Nachdem im Jahr 2013 die ***F*** GmbH (FN ***123***) als vorletzte Gesellschafterin aus der ***A*** KG, der ***B*** KG und der ***C*** KG ausgeschieden war und folglich nur noch die ***E*** GmbH als letzte Gesellschafterin verblieben war, sind die ***A*** KG, die ***B*** KG und die ***C*** KG gemäß § 142 UGB ohne Liquidation erloschen und ging deren Gesellschaftsvermögen im Wege der Gesamtrechtsnachfolge auf die ***E*** GmbH über. Die diesbezügliche Eintragung im Firmenbuch erfolgte am tt.mm.2013, das zugrundeliegende Firmenbuchgesuch datiert mit tt.mm.2013.
Im Laufe des Jahres 2016 fand bei der ***E*** GmbH eine Außenprüfung betreffend ua Umsatzsteuer 2009 bis 2014 statt. Gegenstand dieser Außenprüfung waren überdies die umsatzsteuerlichen Belange der ***A*** KG, der ***B*** KG und der ***C*** KG, deren Gesamtrechtsnachfolgerin die ***E*** GmbH ist.

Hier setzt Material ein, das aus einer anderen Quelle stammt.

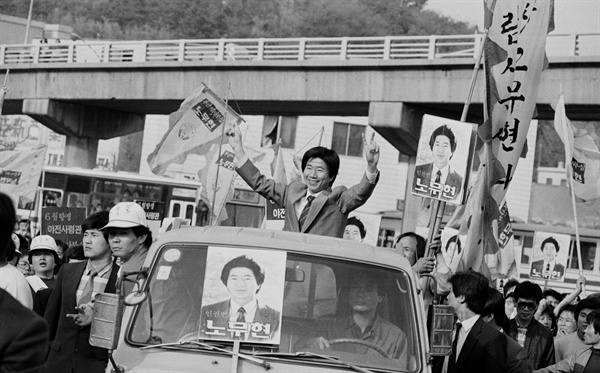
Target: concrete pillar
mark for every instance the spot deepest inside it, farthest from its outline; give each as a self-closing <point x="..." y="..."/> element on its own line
<point x="400" y="124"/>
<point x="81" y="152"/>
<point x="130" y="152"/>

Die vom Finanzamt zur ***A*** KG, zur ***B*** KG und zur ***C*** KG getroffenen Prüfungsfeststellungen sind zum einen in gesonderten Prüfungsberichten je KG (lautend auf "***E*** GmbH als Rechtsnachfolgerin der ***A*** KG" datiert mit , "***E*** GmbH als Rechtsnachfolgerin der ***B*** KG" datiert mit und "***E*** GmbH als Rechtsnachfolgerin der ***C*** KG" datiert mit ) und zum anderen wortlautgleich in einem auf die ***E*** GmbH selbst lautenden Prüfungsbericht vom , der darüber hinaus noch weitere zur ***E*** GmbH selbst getroffene Prüfungsfeststellungen umfasst, enthalten.

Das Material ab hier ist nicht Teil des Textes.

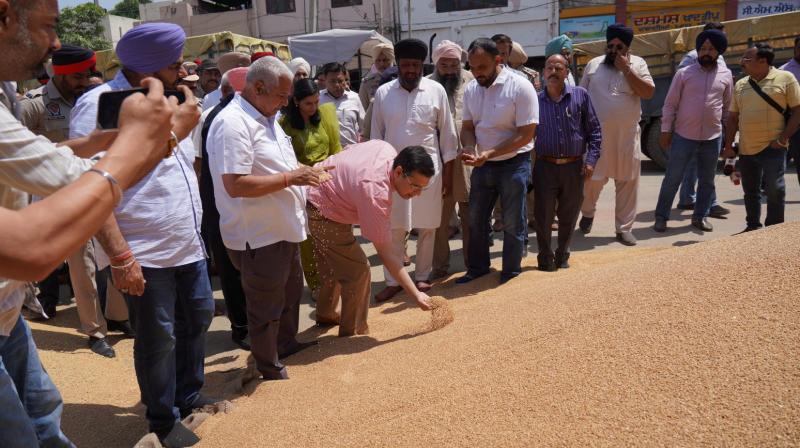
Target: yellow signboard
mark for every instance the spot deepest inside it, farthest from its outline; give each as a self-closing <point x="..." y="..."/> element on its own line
<point x="651" y="21"/>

Die die ***B*** KG betreffenden Prüfungsfeststellungen lauten wie folgt (siehe Außenprüfungsbericht "***E*** GmbH als Rechtsnachfolgerin der ***B*** KG" vom , Tz 2 bis 5):
"Tz 2 Verkauf von Wohnungen
Am wurde die AR 01/2012 an die ***G*** GmbH gestellt. Laut dieser Ausgangsrechnung wurden die Wohnungen Top 31, 35 und 48 inklusive zwei KFZ-Plätzen um € 397.000,- netto, 20% USt verkauft. In den Verkaufslisten für dieses Gebäude war ein Wert von € 582.647,50 netto anstatt von € 387.000,- It. der Ausgangsrechnung 01/2012 für diese Wohnungen angegeben. Aufgrund der vorliegenden Informationen geht die Behörde davon aus, dass diese Immobilien mit zu niedrigen Preisen an die ***G*** GmbH verkauft wurde.
Diese Umsatzdifferenz von € 195.647,50 wird im Jahre 2012 zum Ansatz gebracht.
Auf die Beilage zum Bericht ***E*** GmbH, StNr. ***123*** (Tz. 5.) wird hingewiesen.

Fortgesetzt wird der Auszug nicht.